As many of the new projects receive government funding from the European Union, a requirement of regional presence is an explanation for TSMC and Samsung’s absence. This would also apply to Metro450, which has funding from Israel’s government. With fabs in both Ireland and in Israel, Intel qualifies for participation in both regions. The State of New York’s funding eventually requires a local fab for continued subsidy, however, there has been no current impact on membership from this obligation.
None of this explains the absence of GF from the European activities. Perhaps, with GF’s participation with Imec and Fraunhofer, there’s an expectation that information will flow to them through these research group’s involvement in the 450mm projects, but that’s unlikely. Most projects and joint ventures have strict rules on dissemination of project data and results to non-participants, except through group-approved papers and published standards activities. GF is even missing from the local Saxony450 effort, at least in the latest version of participants listed, though their Dresden fab is in the heart of Saxony.
What is also somewhat a paradox is that European chipmakers, that is, those that historically have their headquarters in Europe, such as ST Microelectronics, Infineon, and NXP, are completely absent from the 450mm programs. Since participation in a Euro-centric 450mm project is likely not a huge financial commitment, could it be that there is concern that any involvement on their part gives the appearance of agreement on the need for 450mm? If 450mm continues to build at its current pace, these chipmakers may need to develop some proactive 450mm strategy, sooner or later.
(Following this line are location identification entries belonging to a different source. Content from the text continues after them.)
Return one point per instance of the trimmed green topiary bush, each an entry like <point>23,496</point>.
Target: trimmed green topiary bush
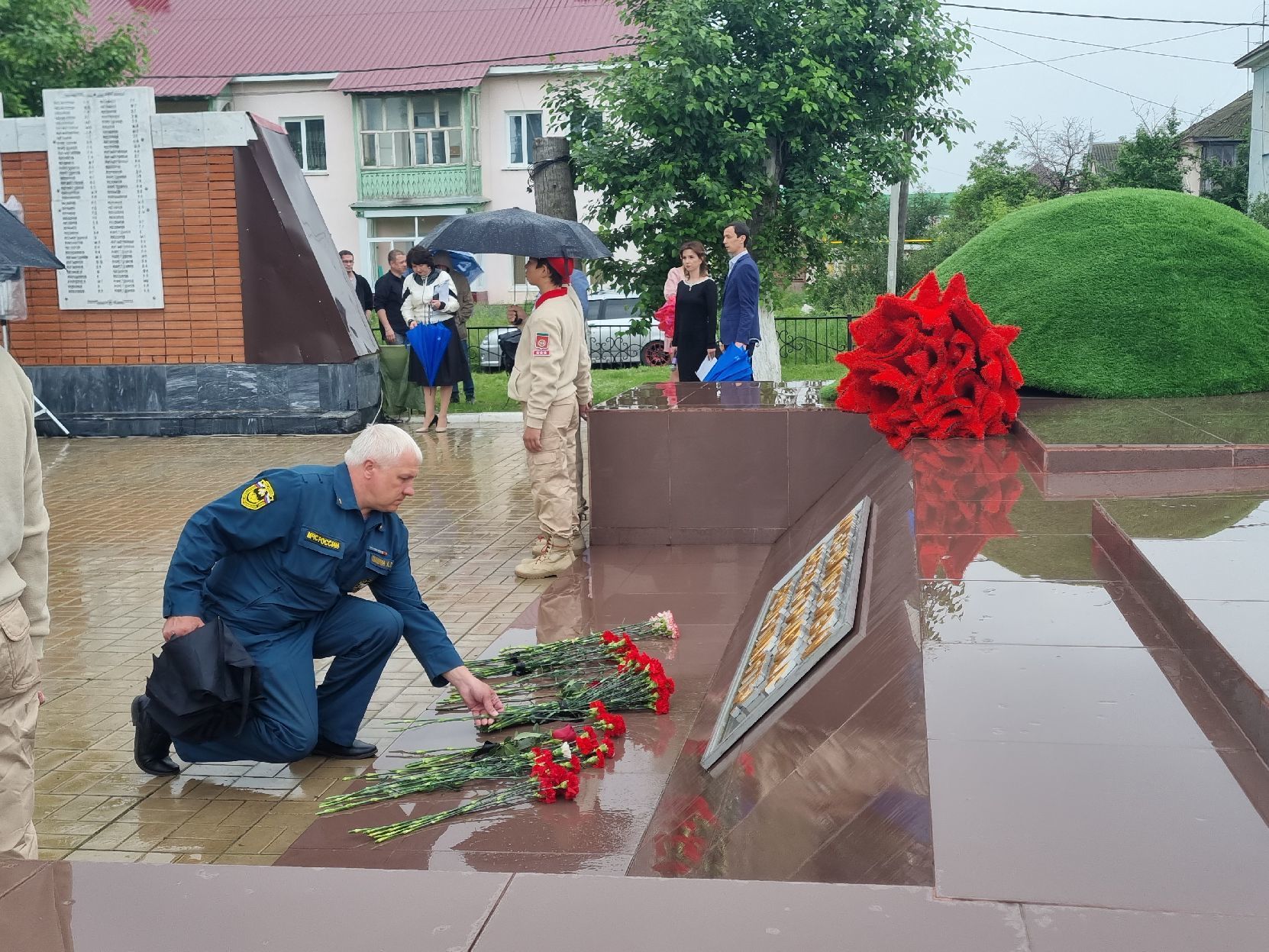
<point>1127,293</point>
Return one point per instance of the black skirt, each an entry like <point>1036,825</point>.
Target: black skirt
<point>450,370</point>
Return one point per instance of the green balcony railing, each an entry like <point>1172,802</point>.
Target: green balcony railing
<point>424,182</point>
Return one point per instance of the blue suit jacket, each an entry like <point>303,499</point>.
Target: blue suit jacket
<point>739,321</point>
<point>281,550</point>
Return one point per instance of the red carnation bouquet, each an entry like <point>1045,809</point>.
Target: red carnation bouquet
<point>450,768</point>
<point>550,779</point>
<point>931,363</point>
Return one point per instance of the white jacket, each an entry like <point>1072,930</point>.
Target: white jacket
<point>416,304</point>
<point>23,519</point>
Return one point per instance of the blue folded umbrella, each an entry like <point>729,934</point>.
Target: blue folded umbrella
<point>429,342</point>
<point>463,263</point>
<point>731,365</point>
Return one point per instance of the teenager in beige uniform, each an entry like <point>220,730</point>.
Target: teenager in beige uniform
<point>551,379</point>
<point>23,608</point>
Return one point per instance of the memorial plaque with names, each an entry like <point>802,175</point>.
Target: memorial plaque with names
<point>105,211</point>
<point>805,616</point>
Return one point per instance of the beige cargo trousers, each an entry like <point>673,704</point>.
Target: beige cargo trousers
<point>554,474</point>
<point>19,705</point>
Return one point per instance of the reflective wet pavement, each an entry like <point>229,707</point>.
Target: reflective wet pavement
<point>1022,733</point>
<point>117,508</point>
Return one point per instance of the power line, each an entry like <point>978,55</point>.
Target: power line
<point>1102,47</point>
<point>1103,15</point>
<point>424,65</point>
<point>1085,79</point>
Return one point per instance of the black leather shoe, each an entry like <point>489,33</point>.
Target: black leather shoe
<point>151,744</point>
<point>357,750</point>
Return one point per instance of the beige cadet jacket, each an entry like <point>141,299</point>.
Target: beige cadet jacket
<point>23,519</point>
<point>552,360</point>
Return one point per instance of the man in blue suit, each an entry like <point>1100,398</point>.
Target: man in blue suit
<point>277,560</point>
<point>739,321</point>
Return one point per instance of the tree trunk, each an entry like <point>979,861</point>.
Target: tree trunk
<point>552,178</point>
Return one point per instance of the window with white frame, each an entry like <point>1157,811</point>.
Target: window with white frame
<point>521,128</point>
<point>308,135</point>
<point>399,132</point>
<point>473,113</point>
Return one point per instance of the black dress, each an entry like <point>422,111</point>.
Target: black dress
<point>696,325</point>
<point>452,369</point>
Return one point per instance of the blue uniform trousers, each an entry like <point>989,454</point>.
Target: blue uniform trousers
<point>286,724</point>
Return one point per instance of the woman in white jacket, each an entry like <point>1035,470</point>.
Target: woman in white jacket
<point>431,300</point>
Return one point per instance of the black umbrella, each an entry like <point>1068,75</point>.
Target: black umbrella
<point>19,248</point>
<point>202,685</point>
<point>514,231</point>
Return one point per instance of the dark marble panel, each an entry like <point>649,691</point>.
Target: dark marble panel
<point>182,379</point>
<point>630,473</point>
<point>728,470</point>
<point>304,386</point>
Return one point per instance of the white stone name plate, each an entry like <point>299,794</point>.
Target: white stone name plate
<point>105,210</point>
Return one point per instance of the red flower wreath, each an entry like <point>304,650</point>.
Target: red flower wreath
<point>931,363</point>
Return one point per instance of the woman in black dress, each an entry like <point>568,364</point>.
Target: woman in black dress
<point>696,314</point>
<point>431,297</point>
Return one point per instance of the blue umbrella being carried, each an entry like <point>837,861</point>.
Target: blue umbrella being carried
<point>429,343</point>
<point>732,363</point>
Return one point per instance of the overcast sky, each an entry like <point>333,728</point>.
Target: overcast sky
<point>1036,92</point>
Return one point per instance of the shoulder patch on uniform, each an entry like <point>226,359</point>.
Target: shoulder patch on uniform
<point>258,495</point>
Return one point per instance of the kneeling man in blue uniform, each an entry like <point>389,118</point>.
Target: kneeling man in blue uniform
<point>277,560</point>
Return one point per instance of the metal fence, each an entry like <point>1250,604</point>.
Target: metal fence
<point>609,347</point>
<point>812,339</point>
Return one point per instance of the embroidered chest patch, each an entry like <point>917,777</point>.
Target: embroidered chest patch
<point>324,541</point>
<point>258,495</point>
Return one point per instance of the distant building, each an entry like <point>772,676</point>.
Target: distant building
<point>1258,163</point>
<point>400,115</point>
<point>1104,157</point>
<point>1216,137</point>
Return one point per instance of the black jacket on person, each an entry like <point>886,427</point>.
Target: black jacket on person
<point>363,292</point>
<point>389,291</point>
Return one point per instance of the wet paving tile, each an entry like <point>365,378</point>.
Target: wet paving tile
<point>721,917</point>
<point>1159,828</point>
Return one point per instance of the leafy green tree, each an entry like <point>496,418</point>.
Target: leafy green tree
<point>50,45</point>
<point>1154,158</point>
<point>784,113</point>
<point>995,187</point>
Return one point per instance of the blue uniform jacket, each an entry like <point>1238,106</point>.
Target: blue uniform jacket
<point>277,553</point>
<point>739,320</point>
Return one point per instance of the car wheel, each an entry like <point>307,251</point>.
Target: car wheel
<point>654,354</point>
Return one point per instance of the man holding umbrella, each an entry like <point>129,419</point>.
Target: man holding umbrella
<point>551,381</point>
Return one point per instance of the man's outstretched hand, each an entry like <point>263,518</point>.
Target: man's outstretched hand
<point>481,699</point>
<point>180,624</point>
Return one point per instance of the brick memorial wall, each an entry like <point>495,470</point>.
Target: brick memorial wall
<point>258,331</point>
<point>199,230</point>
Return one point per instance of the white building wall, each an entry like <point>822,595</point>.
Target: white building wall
<point>505,184</point>
<point>1259,151</point>
<point>335,189</point>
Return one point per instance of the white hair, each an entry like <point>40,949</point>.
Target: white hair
<point>383,444</point>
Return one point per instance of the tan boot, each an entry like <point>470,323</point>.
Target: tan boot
<point>540,545</point>
<point>554,561</point>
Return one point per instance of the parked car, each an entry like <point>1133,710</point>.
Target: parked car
<point>612,344</point>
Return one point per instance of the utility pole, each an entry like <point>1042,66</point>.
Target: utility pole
<point>552,178</point>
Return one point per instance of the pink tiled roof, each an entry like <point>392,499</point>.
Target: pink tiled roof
<point>197,46</point>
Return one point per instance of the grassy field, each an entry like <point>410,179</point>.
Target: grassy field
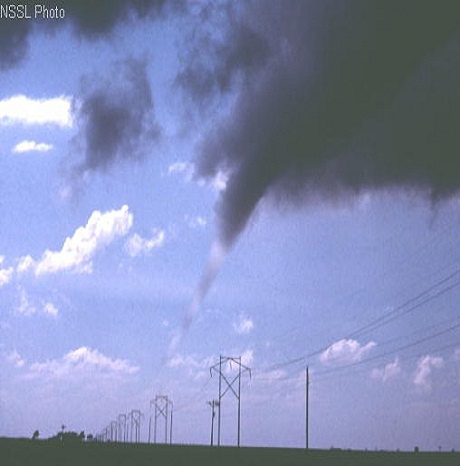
<point>26,452</point>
It is notable that there are no 450mm-centric consortia based in Taiwan, Japan, and Korea. Since 450mm’s success primarily depends on suppliers, the relative dearth of major equipment suppliers, for any wafer size, in Taiwan and Korea, might provide some explanation, assuming funds flow to only local companies. However, with 450mm possibly being the last major industry disruption for new suppliers to enter the market, it is surprising that these governments would not try to coordinate supplier research and development activity. It might allow Samsung and TSMC the opportunity to “buy locally” from some homegrown suppliers.
By contrast, Japan has strong supplier participation, both supporting G450C and within the SEMI-based Equipment Supplier Group (ESG). However, actual Japanese government-sponsored research and development efforts appear absent. Perhaps this is because Japanese chipmakers have not been supportive of the 450mm transition. Similar to the EU’s reasoning, advancing Japan’s supplier base for global 450mm sales seems like a worthy justification to consider a government-coordinated, regional effort.
No labeling of “good” or “bad” has been intended in this article. Each semiconductor industry participant has well-thought-through motives for strategies they take. Similarly, the data reviewed “is what it is,” and the discussion herein is intended to provide food for thought.